We hear a lot about how US expansionary policies are causing inflation to accelerate. Is this inflation much faster than what is happening elsewhere (e.g. Eurozone, UK)? Consider the application of diffs-in-diffs, using 3-month annualized consumer inflation rates (calculated as log-differences) for the US, Eurozone, and UK.
figure 1: Three-month annualised inflation rates for US CPI (black), Eurozone HICP (turquoise) and UK CPI (red). The authors seasonally adjusted the euro area HICP using geometric X-12 before calculating inflation rates. Recession dates as defined by NBER are shaded from peak to trough in gray. Source: BLS, Eurostat, ONS Calculations by FRED, NBER and authors.
Inflation in the US has been higher than in the euro zone and the UK. But is the situation so significant, both quantitatively and statistically? To answer this question, I looked at changes in the difference between inflation in the US and the Eurozone (US and UK), from pre-pandemic to post-pandemic. This is the diff method in diff.
Define the annualized monthly/monthly inflation difference between the US and country i:
Take this variable and run the following regression:
Where coronavirus diseaseTon is a dummy variable that takes the value 1 from 2020M02.
The alpha coefficient is the pre-pandemic inflation differential between the US and country i; the beta coefficient is the change in the post-pandemic inflation differential.
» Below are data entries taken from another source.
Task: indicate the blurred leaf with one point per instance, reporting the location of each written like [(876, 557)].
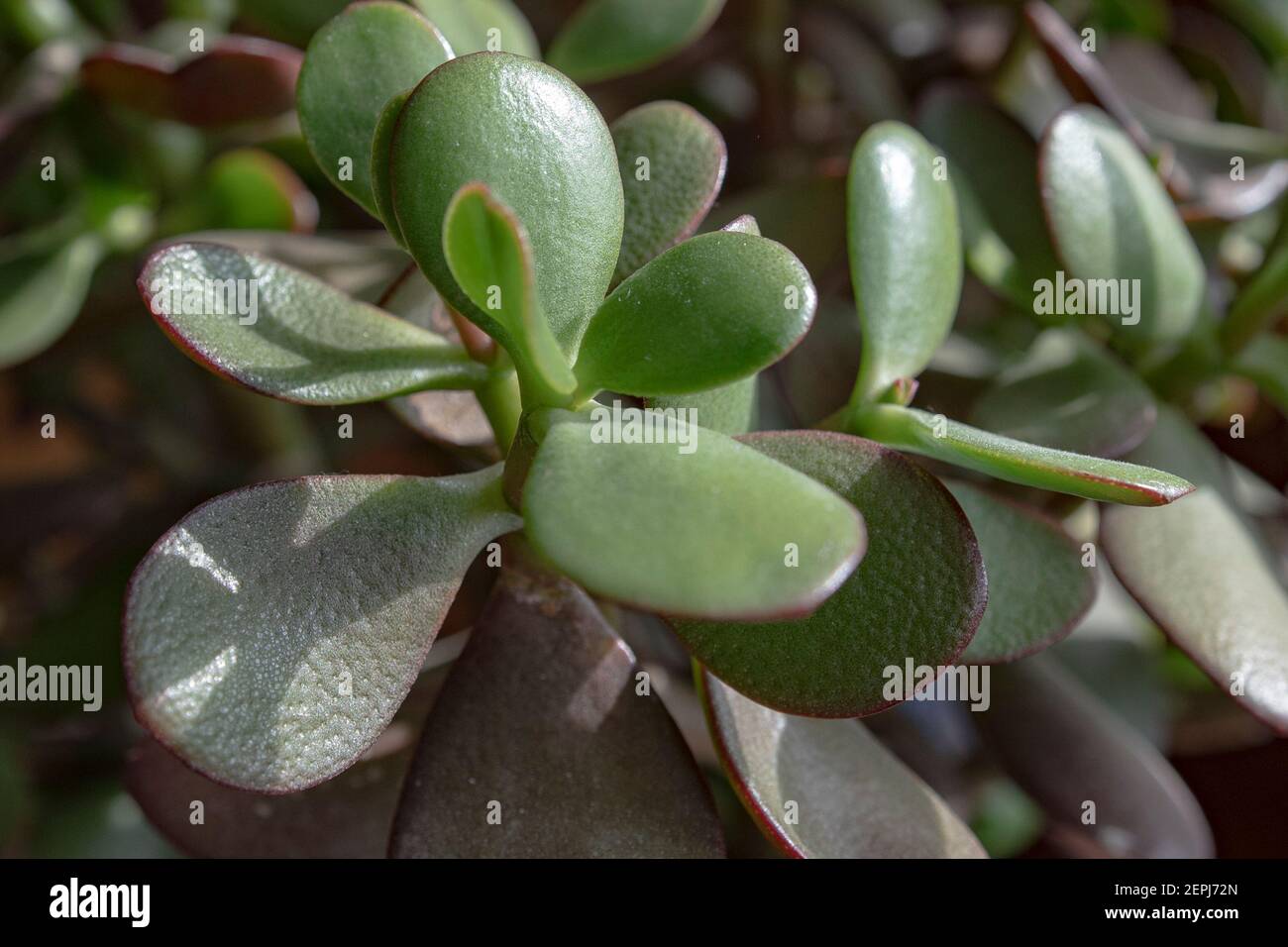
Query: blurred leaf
[(281, 333), (1070, 394), (1037, 585), (635, 522), (849, 796), (1067, 750), (552, 161), (488, 253), (40, 295), (673, 162), (248, 188), (240, 78), (1265, 361), (1113, 221), (906, 258), (1000, 163), (1201, 574), (917, 594), (614, 38), (561, 759), (468, 26), (270, 635), (711, 311), (953, 442), (730, 408), (356, 63)]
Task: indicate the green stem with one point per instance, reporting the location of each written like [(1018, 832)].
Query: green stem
[(500, 401)]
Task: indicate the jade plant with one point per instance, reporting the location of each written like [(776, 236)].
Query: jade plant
[(561, 274)]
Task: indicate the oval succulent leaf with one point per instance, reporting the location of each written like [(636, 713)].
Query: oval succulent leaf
[(1117, 231), (355, 64), (40, 295), (567, 772), (489, 257), (673, 163), (475, 26), (906, 257), (1070, 394), (854, 797), (636, 522), (542, 150), (953, 442), (1202, 575), (284, 334), (704, 313), (1064, 748), (1000, 163), (273, 631), (1037, 585), (917, 594), (614, 38), (729, 408)]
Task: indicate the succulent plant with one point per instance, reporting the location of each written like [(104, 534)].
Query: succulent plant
[(559, 302)]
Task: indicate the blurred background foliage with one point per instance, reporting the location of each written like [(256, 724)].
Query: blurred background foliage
[(154, 138)]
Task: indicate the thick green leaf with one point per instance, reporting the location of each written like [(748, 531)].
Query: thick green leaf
[(1265, 361), (381, 145), (828, 789), (707, 312), (283, 334), (355, 64), (917, 594), (273, 631), (1070, 394), (906, 257), (730, 408), (1202, 575), (542, 150), (1000, 163), (42, 295), (542, 718), (613, 38), (1112, 221), (490, 260), (475, 26), (953, 442), (1067, 749), (673, 163), (702, 526), (1037, 585)]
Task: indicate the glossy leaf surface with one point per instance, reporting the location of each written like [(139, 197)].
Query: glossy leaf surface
[(673, 162), (906, 257), (356, 63), (707, 312), (270, 634), (853, 797), (636, 522), (917, 594), (284, 334), (542, 150), (1203, 577)]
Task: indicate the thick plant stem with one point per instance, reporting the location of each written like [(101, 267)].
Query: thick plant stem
[(500, 401)]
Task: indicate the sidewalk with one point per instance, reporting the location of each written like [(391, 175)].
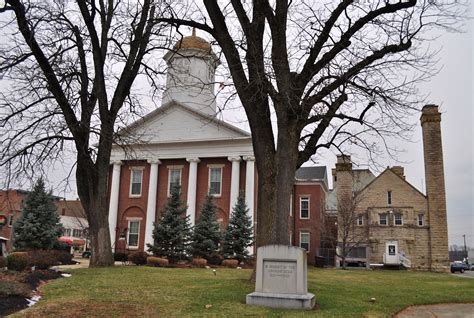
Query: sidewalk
[(438, 311)]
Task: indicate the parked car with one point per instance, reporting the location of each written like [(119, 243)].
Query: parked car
[(458, 266)]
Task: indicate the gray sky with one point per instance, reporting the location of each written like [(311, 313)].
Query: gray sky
[(452, 89)]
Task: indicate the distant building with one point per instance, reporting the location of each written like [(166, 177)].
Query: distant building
[(398, 223)]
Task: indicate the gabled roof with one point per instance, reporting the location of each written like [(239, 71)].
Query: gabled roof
[(176, 122), (389, 170), (311, 173)]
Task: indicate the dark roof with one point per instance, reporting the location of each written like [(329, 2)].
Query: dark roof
[(71, 208), (311, 173)]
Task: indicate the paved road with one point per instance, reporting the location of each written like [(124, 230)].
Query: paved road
[(438, 311)]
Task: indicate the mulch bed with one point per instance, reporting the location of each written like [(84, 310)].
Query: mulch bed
[(14, 299)]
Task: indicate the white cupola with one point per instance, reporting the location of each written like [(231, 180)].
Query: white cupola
[(191, 74)]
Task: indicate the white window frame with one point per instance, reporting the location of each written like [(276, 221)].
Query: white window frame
[(133, 247), (171, 168), (132, 170), (302, 233), (395, 219), (305, 198), (421, 217), (210, 168)]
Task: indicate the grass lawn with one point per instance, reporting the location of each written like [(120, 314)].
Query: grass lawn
[(166, 292)]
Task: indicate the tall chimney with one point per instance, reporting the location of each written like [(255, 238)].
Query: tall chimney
[(435, 188), (344, 179)]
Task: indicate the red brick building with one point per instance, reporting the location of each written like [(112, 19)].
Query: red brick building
[(183, 143)]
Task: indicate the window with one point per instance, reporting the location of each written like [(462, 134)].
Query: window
[(421, 220), (174, 178), (398, 219), (136, 182), (304, 240), (133, 232), (304, 207), (215, 181)]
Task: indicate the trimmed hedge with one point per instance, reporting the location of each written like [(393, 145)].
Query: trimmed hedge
[(199, 262), (138, 258), (17, 261), (157, 261)]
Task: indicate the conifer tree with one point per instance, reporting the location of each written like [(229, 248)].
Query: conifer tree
[(239, 232), (206, 235), (172, 233), (39, 226)]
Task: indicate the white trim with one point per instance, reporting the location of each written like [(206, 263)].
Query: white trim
[(422, 219), (217, 195), (133, 247), (308, 198), (401, 218), (309, 239), (180, 169), (216, 166), (132, 170)]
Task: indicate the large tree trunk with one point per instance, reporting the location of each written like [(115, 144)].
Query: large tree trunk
[(92, 189)]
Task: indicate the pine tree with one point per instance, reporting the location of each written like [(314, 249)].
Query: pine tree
[(172, 234), (239, 232), (39, 226), (206, 235)]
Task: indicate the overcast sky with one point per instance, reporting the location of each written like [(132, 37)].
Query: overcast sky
[(452, 89)]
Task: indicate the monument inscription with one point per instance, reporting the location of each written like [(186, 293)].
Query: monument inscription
[(278, 276)]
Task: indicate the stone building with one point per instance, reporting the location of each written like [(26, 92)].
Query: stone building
[(394, 222), (182, 142)]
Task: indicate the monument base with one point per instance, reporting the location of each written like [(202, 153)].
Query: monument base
[(289, 301)]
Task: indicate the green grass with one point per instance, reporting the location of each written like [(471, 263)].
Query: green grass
[(164, 292)]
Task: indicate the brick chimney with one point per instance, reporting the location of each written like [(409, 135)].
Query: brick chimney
[(435, 187), (344, 178), (399, 170)]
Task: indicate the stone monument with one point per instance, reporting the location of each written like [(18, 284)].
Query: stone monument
[(281, 278)]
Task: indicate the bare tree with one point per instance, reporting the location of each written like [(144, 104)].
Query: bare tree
[(69, 69), (333, 74), (352, 230)]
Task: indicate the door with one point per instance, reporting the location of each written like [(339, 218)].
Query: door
[(391, 252)]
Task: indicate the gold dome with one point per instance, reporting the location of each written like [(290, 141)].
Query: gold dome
[(193, 42)]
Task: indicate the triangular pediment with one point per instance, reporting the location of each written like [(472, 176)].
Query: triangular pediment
[(175, 122)]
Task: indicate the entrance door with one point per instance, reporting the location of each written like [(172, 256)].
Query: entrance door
[(391, 252)]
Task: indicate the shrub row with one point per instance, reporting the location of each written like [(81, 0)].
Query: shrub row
[(41, 259)]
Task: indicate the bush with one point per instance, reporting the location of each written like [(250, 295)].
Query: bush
[(120, 257), (230, 263), (138, 258), (157, 261), (17, 261), (63, 257), (199, 262), (42, 259), (215, 259)]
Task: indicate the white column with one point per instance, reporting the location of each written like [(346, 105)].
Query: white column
[(234, 182), (114, 196), (192, 186), (250, 190), (151, 204)]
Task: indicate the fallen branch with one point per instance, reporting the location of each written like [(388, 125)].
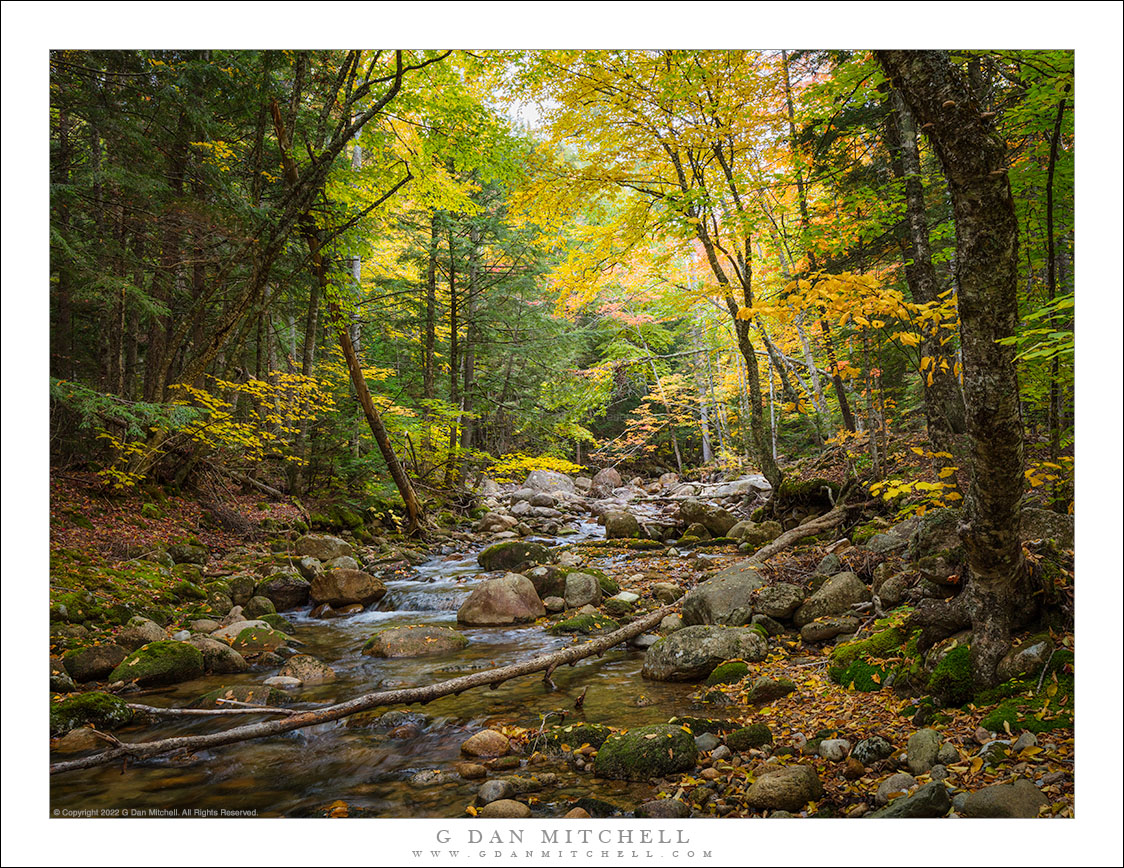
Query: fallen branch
[(407, 696)]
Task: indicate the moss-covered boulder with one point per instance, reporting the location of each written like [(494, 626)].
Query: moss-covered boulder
[(511, 553), (646, 752), (587, 624), (417, 640), (101, 710), (161, 662), (748, 738), (92, 662), (573, 737)]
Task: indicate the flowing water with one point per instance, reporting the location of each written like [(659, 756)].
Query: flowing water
[(370, 768)]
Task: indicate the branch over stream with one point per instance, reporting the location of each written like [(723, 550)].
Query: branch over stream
[(407, 696)]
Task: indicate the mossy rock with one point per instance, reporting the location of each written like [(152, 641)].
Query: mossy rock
[(754, 735), (646, 752), (732, 671), (103, 711), (161, 662), (952, 678), (586, 624), (572, 737)]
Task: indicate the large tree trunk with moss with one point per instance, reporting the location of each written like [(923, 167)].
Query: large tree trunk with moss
[(973, 159)]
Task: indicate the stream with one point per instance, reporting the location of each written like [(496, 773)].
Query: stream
[(369, 768)]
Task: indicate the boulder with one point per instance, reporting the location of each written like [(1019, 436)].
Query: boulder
[(509, 554), (716, 520), (286, 590), (622, 525), (344, 587), (549, 480), (510, 599), (646, 752), (323, 546), (93, 662), (691, 653), (834, 597), (725, 598), (788, 788), (419, 640), (581, 589), (161, 662)]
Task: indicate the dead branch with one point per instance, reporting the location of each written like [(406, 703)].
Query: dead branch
[(407, 696)]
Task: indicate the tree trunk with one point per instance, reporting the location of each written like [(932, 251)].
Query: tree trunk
[(973, 159)]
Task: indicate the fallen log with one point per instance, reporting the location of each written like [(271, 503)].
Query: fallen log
[(405, 696)]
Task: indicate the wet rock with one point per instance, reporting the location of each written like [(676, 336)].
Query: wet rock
[(323, 546), (420, 640), (486, 743), (513, 553), (218, 657), (788, 788), (1018, 799), (691, 653), (345, 587), (716, 520), (510, 599), (930, 801), (834, 597), (308, 670), (725, 598), (894, 786), (160, 662), (93, 662), (922, 750), (646, 752), (506, 808)]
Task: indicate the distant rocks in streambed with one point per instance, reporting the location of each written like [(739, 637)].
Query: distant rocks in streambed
[(691, 653), (323, 546), (344, 587), (419, 640), (510, 599)]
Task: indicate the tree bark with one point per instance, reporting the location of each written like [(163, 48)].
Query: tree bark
[(973, 159)]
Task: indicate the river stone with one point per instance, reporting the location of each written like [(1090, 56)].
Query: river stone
[(789, 788), (161, 662), (93, 662), (284, 589), (871, 750), (549, 480), (894, 786), (493, 790), (218, 657), (716, 520), (779, 600), (922, 750), (1018, 799), (725, 598), (139, 631), (646, 752), (323, 546), (622, 525), (582, 589), (344, 587), (508, 554), (505, 808), (663, 808), (930, 801), (486, 743), (257, 606), (691, 653), (419, 640), (835, 597), (307, 669), (510, 599)]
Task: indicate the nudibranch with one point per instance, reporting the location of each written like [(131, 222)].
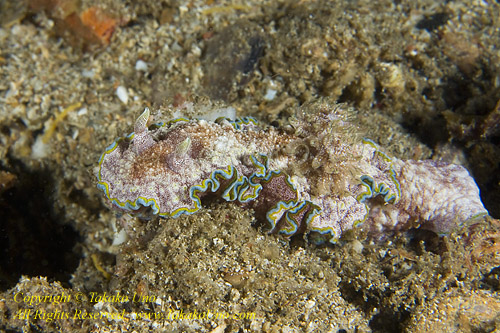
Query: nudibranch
[(316, 177)]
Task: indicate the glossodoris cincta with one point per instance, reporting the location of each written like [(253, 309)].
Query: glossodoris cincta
[(317, 178)]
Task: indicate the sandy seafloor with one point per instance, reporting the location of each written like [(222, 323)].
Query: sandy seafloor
[(423, 76)]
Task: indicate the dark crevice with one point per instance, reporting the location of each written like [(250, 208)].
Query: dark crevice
[(35, 240)]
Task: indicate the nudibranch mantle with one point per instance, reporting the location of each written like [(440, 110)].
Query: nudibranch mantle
[(311, 181)]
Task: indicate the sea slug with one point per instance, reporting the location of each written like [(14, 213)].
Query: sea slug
[(315, 177)]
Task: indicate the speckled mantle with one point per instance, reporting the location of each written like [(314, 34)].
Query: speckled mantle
[(311, 180)]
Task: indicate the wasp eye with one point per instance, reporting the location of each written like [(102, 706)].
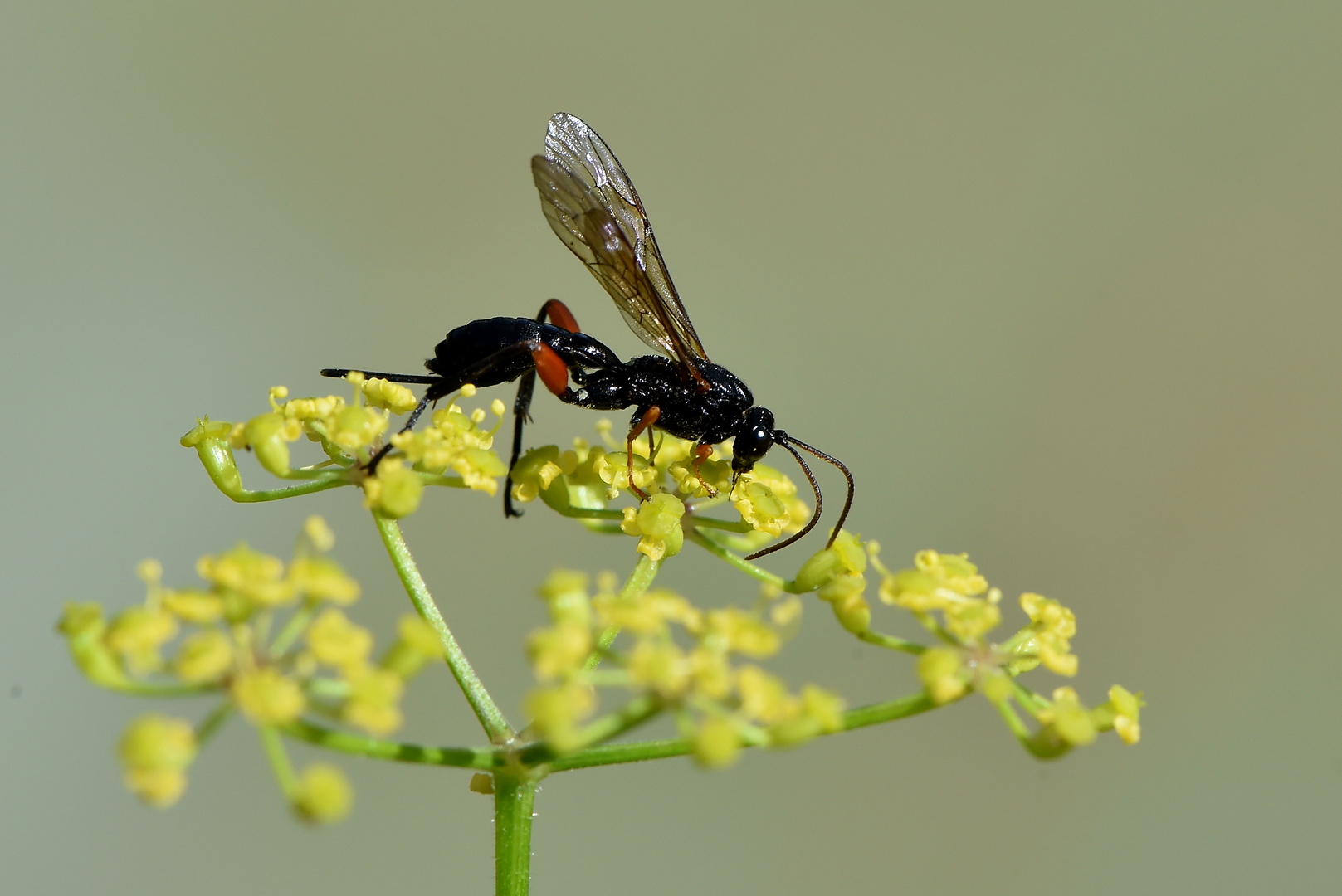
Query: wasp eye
[(753, 439)]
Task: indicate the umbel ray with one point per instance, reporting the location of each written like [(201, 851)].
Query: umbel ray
[(592, 206)]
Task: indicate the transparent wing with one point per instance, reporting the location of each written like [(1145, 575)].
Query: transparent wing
[(595, 210)]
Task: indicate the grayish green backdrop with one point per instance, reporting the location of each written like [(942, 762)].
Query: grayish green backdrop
[(1058, 280)]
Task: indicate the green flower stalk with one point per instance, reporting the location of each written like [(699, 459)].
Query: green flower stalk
[(276, 643)]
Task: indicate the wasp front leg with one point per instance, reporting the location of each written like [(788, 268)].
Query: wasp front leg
[(560, 315)]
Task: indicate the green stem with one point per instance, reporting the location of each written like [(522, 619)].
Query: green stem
[(612, 754), (290, 491), (639, 581), (609, 754), (891, 641), (295, 626), (730, 526), (628, 717), (739, 562), (491, 718), (437, 479), (591, 513), (482, 758), (280, 761), (515, 797)]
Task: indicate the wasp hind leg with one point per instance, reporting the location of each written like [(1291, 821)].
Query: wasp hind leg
[(644, 421)]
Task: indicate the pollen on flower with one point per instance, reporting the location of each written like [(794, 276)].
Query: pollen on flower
[(556, 713), (356, 426), (656, 522), (256, 578), (337, 641), (1068, 719), (1121, 713), (480, 470), (204, 656), (324, 580), (267, 696), (559, 650), (195, 606), (137, 633), (1055, 626), (844, 557), (661, 665), (324, 794), (150, 572), (613, 470), (715, 742), (395, 491), (942, 672), (389, 396), (743, 633), (319, 534), (534, 472), (761, 507), (567, 597), (417, 644), (373, 699), (154, 752)]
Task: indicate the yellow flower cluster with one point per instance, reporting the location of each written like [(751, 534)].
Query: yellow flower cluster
[(451, 443), (949, 584), (681, 656), (270, 667), (589, 476), (837, 576), (1067, 722)]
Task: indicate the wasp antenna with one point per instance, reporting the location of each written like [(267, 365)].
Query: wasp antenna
[(847, 504), (783, 439), (788, 441)]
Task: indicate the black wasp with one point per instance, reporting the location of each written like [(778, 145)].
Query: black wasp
[(592, 206)]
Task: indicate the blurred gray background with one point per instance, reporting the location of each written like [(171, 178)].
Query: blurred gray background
[(1058, 280)]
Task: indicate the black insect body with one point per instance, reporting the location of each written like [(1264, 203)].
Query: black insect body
[(592, 206)]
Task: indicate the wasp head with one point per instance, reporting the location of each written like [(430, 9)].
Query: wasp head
[(753, 441)]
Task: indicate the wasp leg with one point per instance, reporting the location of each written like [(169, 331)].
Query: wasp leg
[(563, 318), (700, 454), (442, 387), (644, 421)]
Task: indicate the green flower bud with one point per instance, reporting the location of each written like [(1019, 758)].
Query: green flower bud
[(266, 436), (84, 626)]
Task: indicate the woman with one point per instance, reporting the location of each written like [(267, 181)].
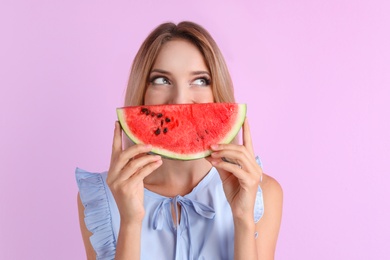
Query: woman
[(149, 207)]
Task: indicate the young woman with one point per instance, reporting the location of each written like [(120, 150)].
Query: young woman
[(148, 207)]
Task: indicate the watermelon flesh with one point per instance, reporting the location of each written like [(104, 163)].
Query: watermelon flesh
[(182, 131)]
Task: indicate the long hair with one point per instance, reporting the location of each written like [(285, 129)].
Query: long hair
[(221, 82)]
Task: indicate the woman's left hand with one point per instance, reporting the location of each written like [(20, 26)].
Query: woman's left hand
[(239, 172)]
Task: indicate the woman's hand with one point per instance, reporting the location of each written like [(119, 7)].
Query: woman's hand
[(240, 174), (128, 168)]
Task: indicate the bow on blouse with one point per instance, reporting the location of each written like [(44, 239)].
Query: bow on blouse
[(186, 204)]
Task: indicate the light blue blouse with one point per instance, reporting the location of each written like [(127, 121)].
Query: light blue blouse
[(205, 230)]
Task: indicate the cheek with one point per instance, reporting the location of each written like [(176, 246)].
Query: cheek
[(154, 96), (204, 96)]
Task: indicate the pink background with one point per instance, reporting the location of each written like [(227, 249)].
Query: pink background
[(315, 76)]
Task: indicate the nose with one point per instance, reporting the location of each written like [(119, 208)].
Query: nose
[(181, 94)]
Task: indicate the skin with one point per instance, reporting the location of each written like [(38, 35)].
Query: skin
[(179, 76)]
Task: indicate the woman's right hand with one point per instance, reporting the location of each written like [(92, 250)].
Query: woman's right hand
[(126, 174)]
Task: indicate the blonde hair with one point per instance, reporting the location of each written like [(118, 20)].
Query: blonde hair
[(221, 82)]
Using the HAC robust standard error, I found that the estimated beta coefficient is 0.0028 (HAC robust standard error 0.018) for the US-Euro area and 0.0098 (standard error 0.010) for the US-UK. In both cases, the beta coefficients do not approach the usual level of statistical significance.
So while it is true that inflation in the US is 1 percentage point higher than in the UK and 0.3 percentage points higher in the euro area, the difference is not statistically significant.